An audit is the examination of the financial report of an organisation—as presented in the annual report—by someone independent of that organisation. The financial report includes a balance sheet, an income statement, a statement of changes in equity, a cash flow statement, and notes comprising a summary of significant accounting policies and other explanatory notes.

The purpose of an audit is to form a view on whether the information presented in the financial report, taken as a whole, reflects the financial position of the organisation at a given date . . . When examining the financial report, auditors must follow auditing standards which are set by a government body. Once auditors have completed their work, they write an audit report, explaining what they have done and giving an opinion drawn from their work.

PWC adds a useful list of what auditors don’t and can’t do: for example, they don’t pass judgement on an organization’s activities or strategic decisions, and despite their air of authority they can’t predict the future.

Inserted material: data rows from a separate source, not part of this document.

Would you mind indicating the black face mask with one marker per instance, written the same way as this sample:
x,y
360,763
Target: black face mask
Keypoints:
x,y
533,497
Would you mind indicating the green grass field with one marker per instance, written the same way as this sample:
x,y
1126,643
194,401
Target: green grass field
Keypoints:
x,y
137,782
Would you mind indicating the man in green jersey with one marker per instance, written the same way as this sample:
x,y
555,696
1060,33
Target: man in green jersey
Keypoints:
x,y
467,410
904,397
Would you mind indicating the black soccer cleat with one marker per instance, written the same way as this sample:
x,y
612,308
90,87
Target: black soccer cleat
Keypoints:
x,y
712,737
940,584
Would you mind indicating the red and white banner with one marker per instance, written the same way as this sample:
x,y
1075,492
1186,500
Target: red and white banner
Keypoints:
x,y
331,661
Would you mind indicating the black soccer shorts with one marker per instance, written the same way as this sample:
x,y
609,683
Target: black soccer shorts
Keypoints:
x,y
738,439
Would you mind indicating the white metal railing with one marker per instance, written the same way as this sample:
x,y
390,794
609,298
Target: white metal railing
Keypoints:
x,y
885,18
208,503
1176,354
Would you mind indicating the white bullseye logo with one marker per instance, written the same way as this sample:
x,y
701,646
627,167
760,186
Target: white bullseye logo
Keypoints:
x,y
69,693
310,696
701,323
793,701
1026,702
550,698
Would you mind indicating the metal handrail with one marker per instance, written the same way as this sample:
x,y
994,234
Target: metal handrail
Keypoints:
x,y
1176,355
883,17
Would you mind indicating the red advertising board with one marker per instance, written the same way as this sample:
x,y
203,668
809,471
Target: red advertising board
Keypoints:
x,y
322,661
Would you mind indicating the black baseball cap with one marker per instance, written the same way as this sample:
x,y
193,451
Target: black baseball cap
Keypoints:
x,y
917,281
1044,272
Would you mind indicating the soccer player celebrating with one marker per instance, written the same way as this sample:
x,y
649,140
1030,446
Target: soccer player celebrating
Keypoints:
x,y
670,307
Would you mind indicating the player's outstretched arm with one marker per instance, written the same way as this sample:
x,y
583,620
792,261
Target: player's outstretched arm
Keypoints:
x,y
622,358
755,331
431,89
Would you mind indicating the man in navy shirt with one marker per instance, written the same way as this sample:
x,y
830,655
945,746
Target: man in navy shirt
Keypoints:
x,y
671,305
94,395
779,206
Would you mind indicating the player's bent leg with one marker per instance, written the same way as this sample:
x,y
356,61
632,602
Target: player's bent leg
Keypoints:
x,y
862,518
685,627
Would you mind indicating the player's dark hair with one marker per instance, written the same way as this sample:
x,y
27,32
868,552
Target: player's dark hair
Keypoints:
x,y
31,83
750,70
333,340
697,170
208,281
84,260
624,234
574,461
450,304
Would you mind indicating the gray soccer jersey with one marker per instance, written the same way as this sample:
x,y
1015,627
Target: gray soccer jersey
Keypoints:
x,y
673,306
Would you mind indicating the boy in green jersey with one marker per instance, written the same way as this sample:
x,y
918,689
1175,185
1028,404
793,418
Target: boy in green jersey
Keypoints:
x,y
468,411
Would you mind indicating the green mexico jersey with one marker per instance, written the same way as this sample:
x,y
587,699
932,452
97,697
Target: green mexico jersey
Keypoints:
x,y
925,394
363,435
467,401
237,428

What about that second question? Cathy Keeps Books has found that different clients have different anxieties about getting audited. In a tiny organzation, the executive director may feel that her fiscal stewardship is being judged on criteria she doesn’t fully understand (what’s the whole deal with restricted funds?). In a larger organization, the office manager may chafe at all the extra work he has to do to satisfy the auditors’ esoteric-seeming requests. Nearly everybody resents the cost. But a nonprofit, being publically funded, has an obligation to the public to keep accurate and transparent finances. And it’s your responsibility as a bookkeeper to see that that obligation is met.